Public lecture participants (from left) Professor Tendayi Sithole, Professor Robin DG Kelley, Ms Ongezwa Mbhele and Professor Salim Washington.

The College of Humanities recently hosted a virtual public lecture as part of a Transformation and Leadership Lecture Series exploring the topic: Over the Rainbow: Dialogues on Racism in South Africa’s Higher Education System during this Decolonial Moment.

The lecture featured Professor Tendayi Sithole of the University of South Africa (UNISA) and Professor Robin DG Kelley, who is the Gary B. Nash Endowed Chair in United States’ History at the University of California in the United States.

Responding to the lecture was UKZN Drama and Performance studies lecturer Ms Ongezwa Mbele, with the session chaired by jazz lecturer Professor Salim Washington.

Deputy Vice-Chancellor and Head of the College of Humanities Professor Nhlanhla Mkhize described the lecture series as an initiative of the College to discuss transformation issues. ‘These lectures provide a space for people to engage critically on important issues in higher education and in society.’

Sithole acknowledged that moves to decolonise the University called for serious attention to unresolved issues such as the ‘right to education’; cognitive justice; decolonised space; decolonised curriculum; epistemic racism/sexism; exploitation of black labour; Eurocentric/colonial/apartheid cultures of alienation and dehumanisation; and marginalisation of black scholars and scholarship, among other key areas that profoundly mark the University experience.

He argued ‘that South Africa did not truly have a rainbow nation – since 1994 it is just cosmetic change. There must be fundamental change.’

According to Sithole, decolonisation is not the end of the journey. We don’t intend to colonise whites but to de-establish the privilege that accrues to whiteness and build a better world.

In his address, Kelley noted that South Africa played a role in understanding the black condition globally with the #RhodesMustFall, #FeesMustFall campaign becoming a register of national and international significance.

Kelley sees universities as the leading edge in a socially revolutionary fight. ‘Universities change in ways that we cannot expect them to change,’ he said. ‘While I share the transformative aims, I think that universities are not up to the task. Certainly, universities can and will become more diverse and marginally more welcoming for black students but as institutions they will never be engines of social transformation. Such a task is ultimately the work of political education and activism. By definition it takes place outside the university,’ said Kelley.

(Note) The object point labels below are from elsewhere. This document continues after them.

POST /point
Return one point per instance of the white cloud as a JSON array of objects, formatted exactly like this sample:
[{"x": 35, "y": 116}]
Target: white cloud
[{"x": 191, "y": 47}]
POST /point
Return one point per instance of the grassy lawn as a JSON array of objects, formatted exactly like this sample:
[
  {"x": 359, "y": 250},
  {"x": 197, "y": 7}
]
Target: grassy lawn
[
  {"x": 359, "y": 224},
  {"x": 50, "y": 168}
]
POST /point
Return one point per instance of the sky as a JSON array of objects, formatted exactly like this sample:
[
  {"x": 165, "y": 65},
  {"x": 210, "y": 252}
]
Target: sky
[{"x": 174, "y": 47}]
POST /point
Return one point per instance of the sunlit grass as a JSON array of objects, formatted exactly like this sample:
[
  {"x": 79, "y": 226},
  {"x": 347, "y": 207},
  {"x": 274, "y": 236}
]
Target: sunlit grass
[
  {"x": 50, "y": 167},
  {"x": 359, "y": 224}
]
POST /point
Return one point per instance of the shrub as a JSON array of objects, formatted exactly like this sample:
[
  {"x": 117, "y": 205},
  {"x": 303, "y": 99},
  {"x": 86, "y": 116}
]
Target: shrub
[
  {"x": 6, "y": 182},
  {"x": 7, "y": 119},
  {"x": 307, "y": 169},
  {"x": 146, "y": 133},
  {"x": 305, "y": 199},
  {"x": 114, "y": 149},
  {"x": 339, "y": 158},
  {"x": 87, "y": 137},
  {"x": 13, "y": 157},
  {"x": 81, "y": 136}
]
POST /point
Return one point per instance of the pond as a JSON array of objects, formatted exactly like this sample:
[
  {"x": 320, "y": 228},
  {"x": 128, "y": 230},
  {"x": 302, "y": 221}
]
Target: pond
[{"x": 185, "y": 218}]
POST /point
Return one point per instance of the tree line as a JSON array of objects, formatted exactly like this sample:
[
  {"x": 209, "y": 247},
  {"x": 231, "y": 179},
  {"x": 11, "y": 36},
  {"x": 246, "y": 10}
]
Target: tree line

He said students were asking the university to implement curriculum changes – namely, the creation of cultural-competency courses, more diverse course reading lists, and classes dedicated to the study of race, gender, sexuality, and social justice. ‘They not only acknowledge the university’s magisterium in all things academic, but they also desperately wish to change the campus culture, to make this bounded world less hostile and less racist.’

‘But granting the university so much authority over our reading choices, and emphasizing a respect for difference over a critique of power, comes at a cost. Students not only come to see the curriculum as an oppressor that delimits their interrogation of the world, but they also come to see racism largely in personal terms,’ said Kelley. ‘Racism is rampant in universities in South Africa and globally. There is no rainbow nation. What is needed is deep decolonisation and complete restructuring of universities. What is our future going to be?’

Offering her response, Mbele said, ‘We need fundamental change but also the archiving and production of indigenous knowledge systems. We can confidently say there are no rainbows. And universities are seemingly not connecting with the lived experiences of their students. We are hoping for a better future but are we preparing for it?’